# Warm-Up 10, Due Monday, October 7, 11:59 pm.

Warm-up questions usually either address material we handled during last class, or material you were to read in preparation for class, or you are supposed to answer questions based on your common sense alone. Please answer each question in three or more sentences. It is OK to answer 'I don't know' - but try to tell me why you are confused! No late Warm Ups are accepted for any reason, and only those submitted electronically through this web page (or by email, if the web page has technical problems) are considered.

## Question 1

Choose one of the three values p=0.15, p=0.5, or p=0.7. Please adjust the two values of n=6 and your p in the two textboxes at the bottom of the applet. Then play 10 rounds of RANDOM NIM(6,p) with 6 stones and the probability you have chosen above. This probability is the probability that a stone is taken between the rounds of you and the computer taking some stones. After this, you may have a feel for the game. Then play 20 rounds. Tell me the result of these 20 rounds. How much did you win, how much did you lose? Explain how you played. Did you start taking one or two stones?

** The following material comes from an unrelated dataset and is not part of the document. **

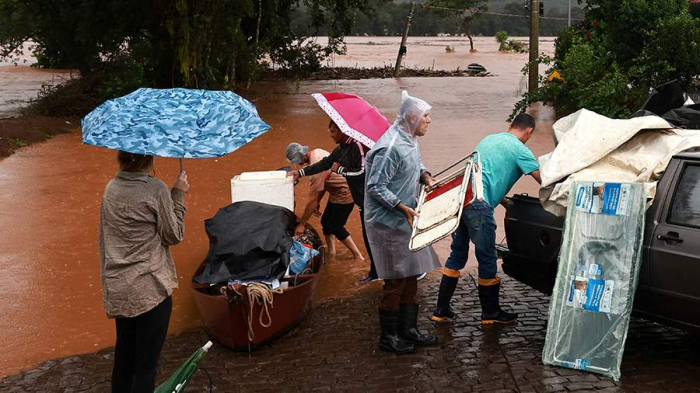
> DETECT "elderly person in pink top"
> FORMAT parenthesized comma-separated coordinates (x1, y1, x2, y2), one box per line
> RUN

If the applet doesn't work, just tell me.

## Question 2

Five pirates have to decide decide how to distribute 100 gold coins they have found. They do it according to the following rules. In each round they sit in a circle and rotate a bottle of rum. The one to which the bottle pointgs has to propose a distribuation of the coins. This proposal is voted on, with the proposer voting too, and even deciding in case of a tie. That implies that in case of only two pirates, the proposal will always win, and in case of four pirates, the proposer needs only one of the others voting for the proposal. If the propsal wins, everything is settled. If not, the proposer is thrown into the water and dies, and the next round starts. Assume that the pirates value their life worth 200 gold coins, and prefer throwing somebody overboard if everything else is equal (are playing the "hostile" variant).

What would you propose if the bottle points on you and there are 2, 3, 4, or 5 pirates left?

## Question 3

We play the variant of the Pirates Game discussed above, but this time the pirates are really fierce, and consider their own life only to be worth 10 gold coins.

What would you propose if the bottle points on you and there are 2, 3, 4, or 5 pirates left?